To address these two key aspects, the apparatus for monocular 3D object detection according to the present disclosure includes an encoder 110, a weather codebook Z, a weather-adaptive diffusion model 120, and a detection block 130, as illustrated in FIG. 1. The encoder 110 encodes input features from input images.

The weather codebook Z is a new concept for how to quantify the degree of improvement required for input images in unknown weather conditions. The weather codebook Z learns knowledge of clear weather in its training phase and delivers it to the weather-adaptive diffusion model 120 to improve weather-related contents. No matter what weather image is given, the weather codebook Z may allow weather reference features, which are reference knowledge for appropriate enhancement under weather conditions, to be delivered to the weather-adaptive diffusion model 120.
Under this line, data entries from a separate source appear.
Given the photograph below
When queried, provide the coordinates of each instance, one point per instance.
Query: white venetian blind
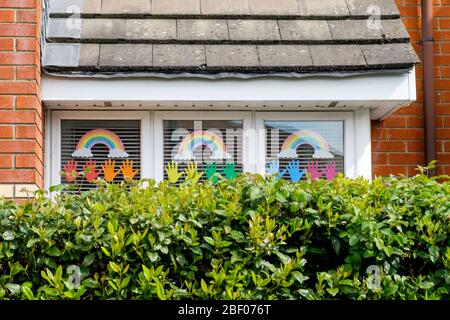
(307, 135)
(129, 132)
(179, 133)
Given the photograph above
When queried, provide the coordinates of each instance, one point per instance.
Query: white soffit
(383, 93)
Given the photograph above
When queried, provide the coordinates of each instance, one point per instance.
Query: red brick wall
(21, 112)
(398, 141)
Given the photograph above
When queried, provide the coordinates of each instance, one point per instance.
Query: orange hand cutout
(108, 170)
(127, 170)
(90, 169)
(70, 169)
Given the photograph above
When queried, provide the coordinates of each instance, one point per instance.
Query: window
(247, 141)
(300, 146)
(214, 141)
(98, 143)
(93, 143)
(322, 141)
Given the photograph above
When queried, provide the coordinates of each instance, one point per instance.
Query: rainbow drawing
(196, 139)
(296, 139)
(100, 136)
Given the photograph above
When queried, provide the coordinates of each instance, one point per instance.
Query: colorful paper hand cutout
(192, 174)
(127, 170)
(172, 172)
(274, 169)
(312, 170)
(211, 172)
(109, 171)
(70, 170)
(230, 171)
(294, 171)
(330, 171)
(90, 170)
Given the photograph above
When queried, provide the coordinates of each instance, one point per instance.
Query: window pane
(306, 143)
(203, 142)
(107, 139)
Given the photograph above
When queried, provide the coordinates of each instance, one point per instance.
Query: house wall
(21, 112)
(398, 141)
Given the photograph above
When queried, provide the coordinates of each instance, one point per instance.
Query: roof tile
(395, 53)
(126, 55)
(273, 7)
(304, 30)
(135, 6)
(364, 7)
(103, 29)
(337, 55)
(227, 7)
(323, 7)
(175, 6)
(157, 29)
(169, 55)
(253, 30)
(205, 29)
(284, 56)
(231, 56)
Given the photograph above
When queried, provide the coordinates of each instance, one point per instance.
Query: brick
(6, 161)
(26, 73)
(26, 161)
(7, 190)
(25, 190)
(17, 58)
(14, 176)
(6, 44)
(408, 158)
(17, 116)
(23, 4)
(7, 16)
(26, 16)
(26, 44)
(6, 73)
(6, 102)
(11, 88)
(18, 146)
(6, 132)
(17, 30)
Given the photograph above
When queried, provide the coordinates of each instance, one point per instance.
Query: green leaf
(54, 252)
(204, 287)
(27, 293)
(426, 285)
(88, 260)
(8, 235)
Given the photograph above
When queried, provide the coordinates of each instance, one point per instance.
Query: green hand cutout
(230, 171)
(210, 171)
(172, 172)
(192, 174)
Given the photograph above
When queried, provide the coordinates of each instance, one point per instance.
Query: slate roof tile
(211, 36)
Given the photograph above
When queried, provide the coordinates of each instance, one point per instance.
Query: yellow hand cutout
(172, 172)
(127, 170)
(192, 174)
(108, 170)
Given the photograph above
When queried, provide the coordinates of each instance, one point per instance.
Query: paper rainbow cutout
(100, 136)
(296, 139)
(202, 138)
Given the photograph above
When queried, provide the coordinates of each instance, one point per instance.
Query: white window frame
(357, 137)
(248, 143)
(357, 140)
(53, 156)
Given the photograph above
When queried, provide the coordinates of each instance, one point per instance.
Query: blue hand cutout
(274, 169)
(294, 170)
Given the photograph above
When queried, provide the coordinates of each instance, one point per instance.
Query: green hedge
(248, 238)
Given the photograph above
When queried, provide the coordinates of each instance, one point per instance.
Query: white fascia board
(381, 92)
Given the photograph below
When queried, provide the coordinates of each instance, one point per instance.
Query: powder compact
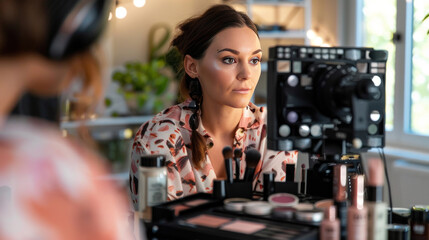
(283, 200)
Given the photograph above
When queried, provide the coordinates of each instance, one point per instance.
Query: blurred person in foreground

The weather-adaptive diffusion model 120 effectively enhances feature representations under weather conditions, thereby enabling monocular 3D object detection to adapt to various types of weather. The detection block 130 performs monocular 3D object detection from images whose feature representations are enhanced by the weather-adaptive diffusion model 120.
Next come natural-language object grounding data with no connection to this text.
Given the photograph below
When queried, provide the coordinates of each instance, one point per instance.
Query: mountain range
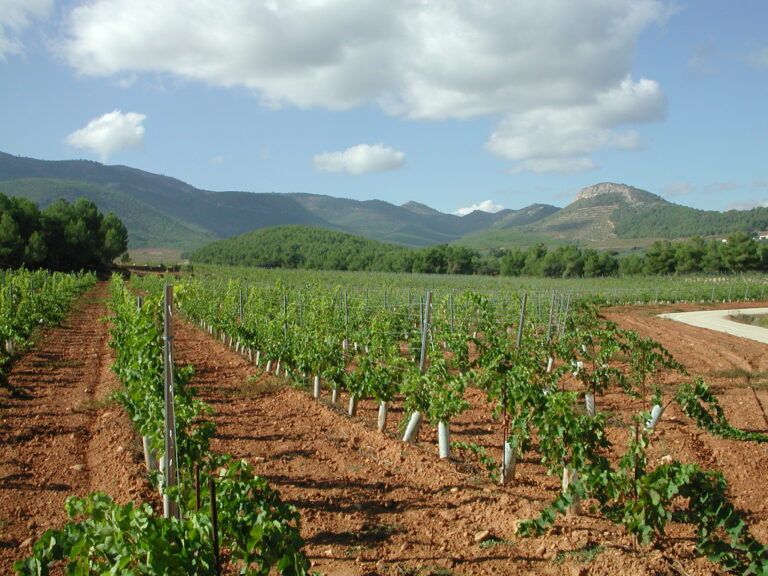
(163, 212)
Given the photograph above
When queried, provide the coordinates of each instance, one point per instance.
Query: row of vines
(221, 503)
(31, 300)
(544, 370)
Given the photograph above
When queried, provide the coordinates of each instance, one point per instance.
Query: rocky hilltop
(629, 194)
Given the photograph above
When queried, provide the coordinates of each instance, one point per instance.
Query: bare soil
(60, 433)
(370, 504)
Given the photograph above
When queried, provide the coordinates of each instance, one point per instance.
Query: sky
(455, 104)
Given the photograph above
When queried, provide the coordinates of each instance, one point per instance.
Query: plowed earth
(60, 434)
(369, 503)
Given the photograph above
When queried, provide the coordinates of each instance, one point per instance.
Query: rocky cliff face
(630, 194)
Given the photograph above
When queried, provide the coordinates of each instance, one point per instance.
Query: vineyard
(368, 426)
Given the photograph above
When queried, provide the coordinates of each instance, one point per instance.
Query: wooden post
(425, 331)
(197, 486)
(414, 425)
(215, 524)
(170, 461)
(522, 321)
(551, 315)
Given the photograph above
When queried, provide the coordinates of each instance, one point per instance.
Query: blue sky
(450, 103)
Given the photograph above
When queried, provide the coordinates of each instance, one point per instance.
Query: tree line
(64, 236)
(313, 248)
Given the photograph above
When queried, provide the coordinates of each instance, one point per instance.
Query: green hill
(163, 212)
(147, 226)
(297, 247)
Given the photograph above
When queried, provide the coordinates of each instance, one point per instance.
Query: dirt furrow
(60, 433)
(373, 505)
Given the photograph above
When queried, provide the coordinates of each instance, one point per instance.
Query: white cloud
(557, 65)
(110, 133)
(485, 206)
(15, 17)
(557, 139)
(360, 159)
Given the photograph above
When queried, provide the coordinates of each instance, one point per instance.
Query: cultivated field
(373, 504)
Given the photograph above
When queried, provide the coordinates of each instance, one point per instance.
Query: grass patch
(759, 320)
(583, 555)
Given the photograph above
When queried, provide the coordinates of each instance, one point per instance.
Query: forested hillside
(63, 237)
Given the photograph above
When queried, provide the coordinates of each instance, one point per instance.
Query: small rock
(482, 536)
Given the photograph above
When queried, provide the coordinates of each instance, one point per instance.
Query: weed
(257, 387)
(494, 542)
(582, 555)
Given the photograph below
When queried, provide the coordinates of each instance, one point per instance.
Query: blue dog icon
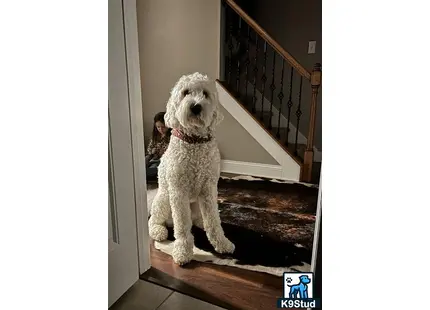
(300, 288)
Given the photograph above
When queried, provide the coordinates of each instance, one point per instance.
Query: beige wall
(177, 37)
(293, 23)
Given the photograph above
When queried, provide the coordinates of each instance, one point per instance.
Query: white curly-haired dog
(190, 168)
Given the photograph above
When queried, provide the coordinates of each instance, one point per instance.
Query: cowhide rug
(271, 222)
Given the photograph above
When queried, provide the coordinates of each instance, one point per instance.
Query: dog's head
(193, 104)
(304, 279)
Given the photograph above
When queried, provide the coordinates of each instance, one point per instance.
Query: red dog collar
(192, 139)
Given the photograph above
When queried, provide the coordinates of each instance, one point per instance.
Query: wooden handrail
(290, 59)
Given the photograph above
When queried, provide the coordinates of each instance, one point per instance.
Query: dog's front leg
(181, 214)
(212, 221)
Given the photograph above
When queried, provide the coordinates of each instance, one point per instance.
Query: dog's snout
(196, 109)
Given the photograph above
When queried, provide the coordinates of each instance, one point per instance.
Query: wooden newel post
(309, 153)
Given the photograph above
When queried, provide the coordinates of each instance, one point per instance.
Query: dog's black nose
(196, 109)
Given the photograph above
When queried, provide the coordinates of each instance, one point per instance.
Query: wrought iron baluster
(230, 45)
(290, 104)
(272, 89)
(238, 58)
(298, 114)
(281, 96)
(263, 79)
(254, 98)
(247, 61)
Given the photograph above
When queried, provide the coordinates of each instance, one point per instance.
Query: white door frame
(136, 120)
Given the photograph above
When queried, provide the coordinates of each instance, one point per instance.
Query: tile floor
(147, 296)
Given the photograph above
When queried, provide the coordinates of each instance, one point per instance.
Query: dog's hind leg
(160, 213)
(181, 214)
(212, 221)
(196, 215)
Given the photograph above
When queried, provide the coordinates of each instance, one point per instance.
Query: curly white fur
(188, 173)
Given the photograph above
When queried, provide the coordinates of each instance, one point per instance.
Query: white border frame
(137, 133)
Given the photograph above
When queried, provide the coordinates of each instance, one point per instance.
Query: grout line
(164, 300)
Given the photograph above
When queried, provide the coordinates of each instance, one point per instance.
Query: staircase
(266, 89)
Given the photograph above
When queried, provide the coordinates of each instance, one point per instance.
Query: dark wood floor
(227, 287)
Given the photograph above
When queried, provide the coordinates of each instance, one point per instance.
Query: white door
(125, 214)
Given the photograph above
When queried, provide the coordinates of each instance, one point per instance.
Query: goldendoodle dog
(190, 168)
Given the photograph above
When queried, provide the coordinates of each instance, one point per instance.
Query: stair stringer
(301, 139)
(290, 168)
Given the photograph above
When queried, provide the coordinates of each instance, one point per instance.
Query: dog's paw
(182, 252)
(224, 246)
(158, 232)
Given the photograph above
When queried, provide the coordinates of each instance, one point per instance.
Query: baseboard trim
(252, 169)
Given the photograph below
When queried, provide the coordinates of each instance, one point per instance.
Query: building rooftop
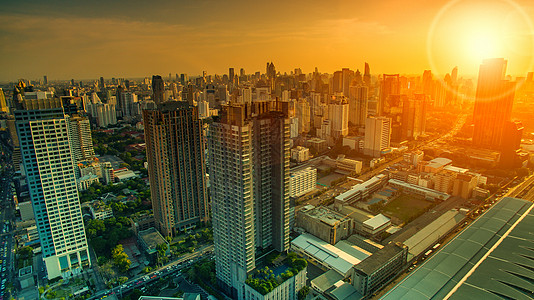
(323, 214)
(364, 243)
(456, 169)
(490, 259)
(431, 233)
(327, 280)
(25, 271)
(360, 187)
(379, 258)
(333, 256)
(440, 162)
(377, 221)
(88, 177)
(152, 238)
(344, 291)
(356, 214)
(423, 189)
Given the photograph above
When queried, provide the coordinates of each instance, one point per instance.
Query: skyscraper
(367, 75)
(338, 113)
(3, 103)
(390, 85)
(377, 135)
(176, 166)
(231, 75)
(358, 104)
(493, 104)
(44, 137)
(249, 175)
(158, 89)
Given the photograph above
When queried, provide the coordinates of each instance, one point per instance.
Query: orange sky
(140, 38)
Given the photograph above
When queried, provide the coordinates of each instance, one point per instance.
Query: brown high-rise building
(390, 85)
(158, 89)
(176, 166)
(493, 104)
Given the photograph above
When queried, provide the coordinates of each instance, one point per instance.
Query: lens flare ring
(442, 12)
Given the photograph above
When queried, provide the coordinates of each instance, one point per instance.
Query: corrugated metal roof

The weather codebook Z is used to generate weather reference features that contain knowledge of reference weather in a given scene. The reference weather serves as a guide to indicate the degree of required weather improvement.

The clear weather is adopted as reference weather since it contains rich visual representations of objects. A loss function is used to induce the weather codebook Z to memorize information about clear weather and generate weather reference features for all inputs (e.g., clear weather or foggy weather). In an embodiment, a clear knowledge recalling (CKR) loss function may be used. This allows for understanding where improvements are required in input features based on the weather reference features.
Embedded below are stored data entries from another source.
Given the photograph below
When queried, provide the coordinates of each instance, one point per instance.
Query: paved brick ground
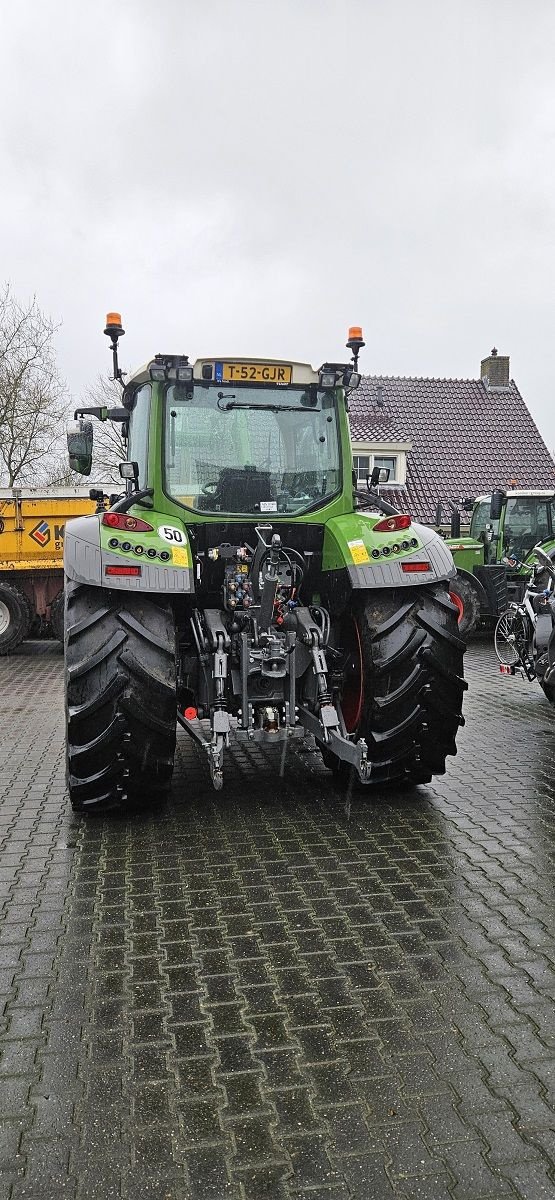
(270, 993)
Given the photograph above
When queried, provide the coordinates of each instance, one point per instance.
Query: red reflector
(123, 570)
(391, 523)
(125, 521)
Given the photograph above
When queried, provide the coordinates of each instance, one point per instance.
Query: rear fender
(87, 558)
(350, 541)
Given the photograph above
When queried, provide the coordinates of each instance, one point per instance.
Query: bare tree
(33, 396)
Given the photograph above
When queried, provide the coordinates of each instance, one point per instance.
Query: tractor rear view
(239, 589)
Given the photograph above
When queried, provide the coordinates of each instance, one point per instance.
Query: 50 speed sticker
(358, 551)
(171, 533)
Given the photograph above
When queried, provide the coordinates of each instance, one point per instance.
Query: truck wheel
(15, 617)
(411, 683)
(57, 617)
(466, 600)
(120, 697)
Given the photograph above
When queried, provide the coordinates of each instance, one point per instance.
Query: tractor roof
(300, 372)
(519, 491)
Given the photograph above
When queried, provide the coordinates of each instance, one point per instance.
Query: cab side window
(138, 432)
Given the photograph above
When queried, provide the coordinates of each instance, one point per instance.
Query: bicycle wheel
(511, 636)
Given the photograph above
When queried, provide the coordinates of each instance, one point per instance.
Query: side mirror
(380, 475)
(496, 504)
(129, 471)
(79, 445)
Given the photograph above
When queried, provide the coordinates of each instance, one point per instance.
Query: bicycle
(514, 637)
The weather-adaptive diffusion model 120 is used to effectively enhance feature representations under weather conditions. For a given input feature (clear weather or foggy weather), the weather-adaptive diffusion model 120 dynamically enhances the representations of input features based on the weather reference features. The weather reference features serve to determine how much the input features need to be enhanced. The weather-adaptive diffusion model 120 of the present disclosure may utilize fog distribution as noise to learn changes in weather and combine knowledge of weather reference features to dynamically enhance feature representations. The weather-adaptive diffusion model may dynamically enhance feature representations regardless of clear or foggy conditions.

In an embodiment, the difference between clear weather and foggy weather (change in weather) is defined as “fog distribution” and adopted as noise in the diffusion model. The weather-adaptive diffusion model 120 may use fog distribution to enhance feature representations under weather conditions through several phases in a reverse process. To achieve this, a weather-adaptive enhancement (WAE) loss function may be used. As a result, the present disclosure may perform weather-resistant 3D detection by adaptively enhancing feature representations under weather conditions.

In an embodiment, the detection block 130 may use a transformer encoder-decoder for implementation.

FIGS. 2 and 3 illustrate a flow of operation in an inference phase of the present disclosure. A deep learning network (backbone) receives an input image (clear image I_cor foggy image I^f) and encodes a corresponding input feature (input clear feature x^cor input foggy feature x^f) (step S110). Next, a weather codebook Z is used to generate a weather reference feature x^rindicative of a degree of improvement for a given input feature (step S120). A weather-adaptive diffusion model 120 enhances the input feature over T steps with reference to the weather reference feature x^r, thereby obtaining an enhanced feature {tilde over (x)}^cor {tilde over (x)}^f(step S130). Finally, a detection block 130 performs monocular 3D object detection using the enhanced feature (step S140).

[Training Process]

In an embodiment, the weather-adaptive diffusion model 120 and the detection block 130 are trained using the clear feature x^cin the training phase thereof.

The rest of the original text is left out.